Снос памятников: диалог историка и антрополога
Редакция сайта Фонда «Либеральная миссия» задала ряд вопросов относительно проблемы сноса (демонтажа) памятников историческим деятелям. На вопросы отвечали историк Павел Пучков и антрополог Сергей Ушакин.
1. Как Вы полагаете, приемлема ли сама идея сноса памятников, монументов и иных мемориальных артефактов, размещенных в публичных местах?
2. Может ли быть этически оправданным поводом для сноса памятников изменение общественных настроений в городе или стране в целом?
3. Каково Ваше отношение к сносу или демонтажу 1. памятника британскому королю Георгу III в Нью-Йорке в 1776 году — после публичного оглашения текста Декларации независимости? 2. памятников некоторым деятелям советской эпохи — Дзержинскому на Лубянке, многочисленных памятников Ленину на постсоветском пространстве? 3. памятника королю Леопольду II в Бельгии? памятников политическим лидерам и генералам Конфедерации в современных США? Если отношение различное — то в чем Вы видите разницу?
Павел Пучков:
1. Мне представляется важным сразу оговорить, что мы понимаем под «сносом». Ликвидация памятников может осуществляться разными способами. Этим летом мы обычно сталкиваемся со сносами, учиняемыми разгневанной толпой, и такой вариант устранения памятников мне кажется в принципе допустимым, но наихудшим из возможных. Потому что какая-то часть населения а) пытается волюнтаристски переформатировать городской и мемориальный ландшафт, не вступая в диалог с другими обитателями города, и б) демонстративно пренебрегает процедурами, принятыми в обществе.
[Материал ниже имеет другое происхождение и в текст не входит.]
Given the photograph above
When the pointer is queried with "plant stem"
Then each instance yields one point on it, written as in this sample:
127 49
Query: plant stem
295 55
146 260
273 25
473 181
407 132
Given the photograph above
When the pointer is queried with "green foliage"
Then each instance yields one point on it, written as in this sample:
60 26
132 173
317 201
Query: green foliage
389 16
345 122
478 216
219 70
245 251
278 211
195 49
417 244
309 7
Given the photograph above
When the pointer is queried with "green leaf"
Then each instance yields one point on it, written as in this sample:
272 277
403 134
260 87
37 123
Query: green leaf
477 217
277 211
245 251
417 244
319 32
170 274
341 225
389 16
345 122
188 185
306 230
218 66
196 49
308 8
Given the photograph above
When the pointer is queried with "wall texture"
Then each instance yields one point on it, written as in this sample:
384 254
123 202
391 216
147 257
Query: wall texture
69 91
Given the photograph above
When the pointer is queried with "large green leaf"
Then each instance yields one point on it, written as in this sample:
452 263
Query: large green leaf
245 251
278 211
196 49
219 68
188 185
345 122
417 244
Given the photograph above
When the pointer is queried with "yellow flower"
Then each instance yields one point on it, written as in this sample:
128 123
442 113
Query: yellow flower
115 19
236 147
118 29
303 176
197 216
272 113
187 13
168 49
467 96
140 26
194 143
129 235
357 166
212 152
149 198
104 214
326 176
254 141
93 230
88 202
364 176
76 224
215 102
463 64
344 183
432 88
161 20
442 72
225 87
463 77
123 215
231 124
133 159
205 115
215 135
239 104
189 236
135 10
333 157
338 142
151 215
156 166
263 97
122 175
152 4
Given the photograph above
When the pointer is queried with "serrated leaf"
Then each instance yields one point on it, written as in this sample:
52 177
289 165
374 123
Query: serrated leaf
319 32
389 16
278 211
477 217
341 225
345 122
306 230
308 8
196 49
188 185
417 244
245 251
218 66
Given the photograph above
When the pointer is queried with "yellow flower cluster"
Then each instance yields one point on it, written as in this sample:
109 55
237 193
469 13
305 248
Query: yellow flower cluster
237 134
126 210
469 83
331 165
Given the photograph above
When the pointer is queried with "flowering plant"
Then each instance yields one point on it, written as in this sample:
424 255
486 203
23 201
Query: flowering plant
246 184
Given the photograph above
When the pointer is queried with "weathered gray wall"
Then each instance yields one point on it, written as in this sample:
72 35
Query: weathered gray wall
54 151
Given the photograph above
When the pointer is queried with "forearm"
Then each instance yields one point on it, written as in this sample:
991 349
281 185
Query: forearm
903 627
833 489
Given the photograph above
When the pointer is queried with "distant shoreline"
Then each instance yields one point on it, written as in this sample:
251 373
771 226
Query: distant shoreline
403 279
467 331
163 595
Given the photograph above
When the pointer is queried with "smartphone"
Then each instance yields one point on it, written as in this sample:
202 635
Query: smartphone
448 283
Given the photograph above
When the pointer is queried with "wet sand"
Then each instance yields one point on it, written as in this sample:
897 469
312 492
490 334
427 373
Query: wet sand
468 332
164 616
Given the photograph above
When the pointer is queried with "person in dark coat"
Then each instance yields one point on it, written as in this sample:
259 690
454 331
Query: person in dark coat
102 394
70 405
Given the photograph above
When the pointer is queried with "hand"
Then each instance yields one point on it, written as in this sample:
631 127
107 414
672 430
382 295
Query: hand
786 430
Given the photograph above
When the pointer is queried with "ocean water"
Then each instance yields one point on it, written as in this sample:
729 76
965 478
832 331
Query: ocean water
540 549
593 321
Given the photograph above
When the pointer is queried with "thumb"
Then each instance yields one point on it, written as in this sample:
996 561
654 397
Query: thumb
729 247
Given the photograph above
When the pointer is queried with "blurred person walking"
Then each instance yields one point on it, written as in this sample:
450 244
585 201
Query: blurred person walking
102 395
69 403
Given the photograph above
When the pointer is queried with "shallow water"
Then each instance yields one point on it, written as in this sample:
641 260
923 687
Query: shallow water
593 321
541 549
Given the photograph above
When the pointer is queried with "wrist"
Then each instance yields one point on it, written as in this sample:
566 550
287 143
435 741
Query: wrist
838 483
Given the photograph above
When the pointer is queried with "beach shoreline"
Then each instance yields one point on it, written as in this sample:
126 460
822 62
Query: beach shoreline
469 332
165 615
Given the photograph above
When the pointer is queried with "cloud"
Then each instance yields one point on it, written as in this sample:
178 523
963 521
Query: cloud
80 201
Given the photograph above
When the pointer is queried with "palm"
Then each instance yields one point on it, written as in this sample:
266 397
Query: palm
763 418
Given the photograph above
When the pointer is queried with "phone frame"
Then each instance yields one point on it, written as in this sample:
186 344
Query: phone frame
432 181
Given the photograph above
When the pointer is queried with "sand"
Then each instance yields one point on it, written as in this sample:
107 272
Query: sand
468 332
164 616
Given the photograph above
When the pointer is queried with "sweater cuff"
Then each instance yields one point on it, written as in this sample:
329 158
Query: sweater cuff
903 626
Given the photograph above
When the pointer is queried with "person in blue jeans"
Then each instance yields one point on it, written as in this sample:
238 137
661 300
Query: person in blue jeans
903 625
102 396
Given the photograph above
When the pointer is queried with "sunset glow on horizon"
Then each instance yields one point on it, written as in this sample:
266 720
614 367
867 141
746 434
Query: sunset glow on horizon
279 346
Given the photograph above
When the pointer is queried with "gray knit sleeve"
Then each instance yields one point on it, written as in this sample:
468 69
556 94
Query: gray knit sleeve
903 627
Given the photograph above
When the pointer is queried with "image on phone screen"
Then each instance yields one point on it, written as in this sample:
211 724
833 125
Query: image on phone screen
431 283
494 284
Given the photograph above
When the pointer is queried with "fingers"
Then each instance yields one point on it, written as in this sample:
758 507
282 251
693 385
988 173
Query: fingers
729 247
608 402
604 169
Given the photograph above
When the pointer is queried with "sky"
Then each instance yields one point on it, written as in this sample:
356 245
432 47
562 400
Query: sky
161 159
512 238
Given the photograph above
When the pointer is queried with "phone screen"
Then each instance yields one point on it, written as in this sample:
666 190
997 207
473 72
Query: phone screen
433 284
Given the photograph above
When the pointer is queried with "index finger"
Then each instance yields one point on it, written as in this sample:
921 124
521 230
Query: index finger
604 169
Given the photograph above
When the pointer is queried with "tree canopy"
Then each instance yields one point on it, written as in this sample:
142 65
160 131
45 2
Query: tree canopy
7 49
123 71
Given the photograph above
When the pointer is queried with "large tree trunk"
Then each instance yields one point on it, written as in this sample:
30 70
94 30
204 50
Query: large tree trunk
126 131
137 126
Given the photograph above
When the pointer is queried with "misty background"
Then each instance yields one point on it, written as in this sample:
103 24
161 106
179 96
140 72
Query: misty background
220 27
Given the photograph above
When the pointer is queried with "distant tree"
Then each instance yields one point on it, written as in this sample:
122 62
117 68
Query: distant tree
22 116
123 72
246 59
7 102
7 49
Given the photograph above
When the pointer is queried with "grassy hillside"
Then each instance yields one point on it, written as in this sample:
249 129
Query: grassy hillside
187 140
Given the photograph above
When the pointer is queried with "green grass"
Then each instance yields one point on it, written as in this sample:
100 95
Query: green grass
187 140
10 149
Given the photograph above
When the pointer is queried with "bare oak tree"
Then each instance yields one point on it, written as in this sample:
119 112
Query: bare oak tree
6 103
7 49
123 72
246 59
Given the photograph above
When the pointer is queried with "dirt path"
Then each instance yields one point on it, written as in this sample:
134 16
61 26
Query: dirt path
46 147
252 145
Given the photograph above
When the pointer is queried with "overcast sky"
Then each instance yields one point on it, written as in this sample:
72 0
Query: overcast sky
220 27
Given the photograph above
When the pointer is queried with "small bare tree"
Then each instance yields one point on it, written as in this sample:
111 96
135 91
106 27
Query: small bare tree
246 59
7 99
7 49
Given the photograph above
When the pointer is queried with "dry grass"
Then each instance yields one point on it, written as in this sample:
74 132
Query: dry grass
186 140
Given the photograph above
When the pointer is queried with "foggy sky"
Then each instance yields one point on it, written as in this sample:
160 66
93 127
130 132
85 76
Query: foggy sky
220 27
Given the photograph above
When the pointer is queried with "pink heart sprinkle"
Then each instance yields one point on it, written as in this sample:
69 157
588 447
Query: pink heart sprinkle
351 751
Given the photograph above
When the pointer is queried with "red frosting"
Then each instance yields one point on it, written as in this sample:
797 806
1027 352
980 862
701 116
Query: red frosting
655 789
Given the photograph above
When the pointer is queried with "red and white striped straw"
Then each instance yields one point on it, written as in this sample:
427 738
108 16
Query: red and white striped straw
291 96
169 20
В этом плане снос памятников – безусловно революционный акт. Но существуют и другие «сносы»: монументы могут ликвидироваться решением властей согласно принятой процедуре. И такой вариант мне кажется вполне нормальным, особенно если власть демократически избранная, а решению предшествует широкая дискуссия. Общество не обречено воспринимать собственное прошлое единственным, раз и навсегда установленным способом. Если одна эпоха удостоила исторического деятеля памятника, то это совершенно не означает, что все последующие эпохи обязаны принять это как данность, у них не меньше прав на собственную иерархию ценностей, чем у любой предшествующей. Для меня важнее не что делается, а как и при каких обстоятельствах. Более всего меня смущает явный дефицит делиберативности в процессе устранения памятников. Новый консенсус не достигается путем диалога, а насильственно навязывается. Такой консенсус редко бывает устойчивым.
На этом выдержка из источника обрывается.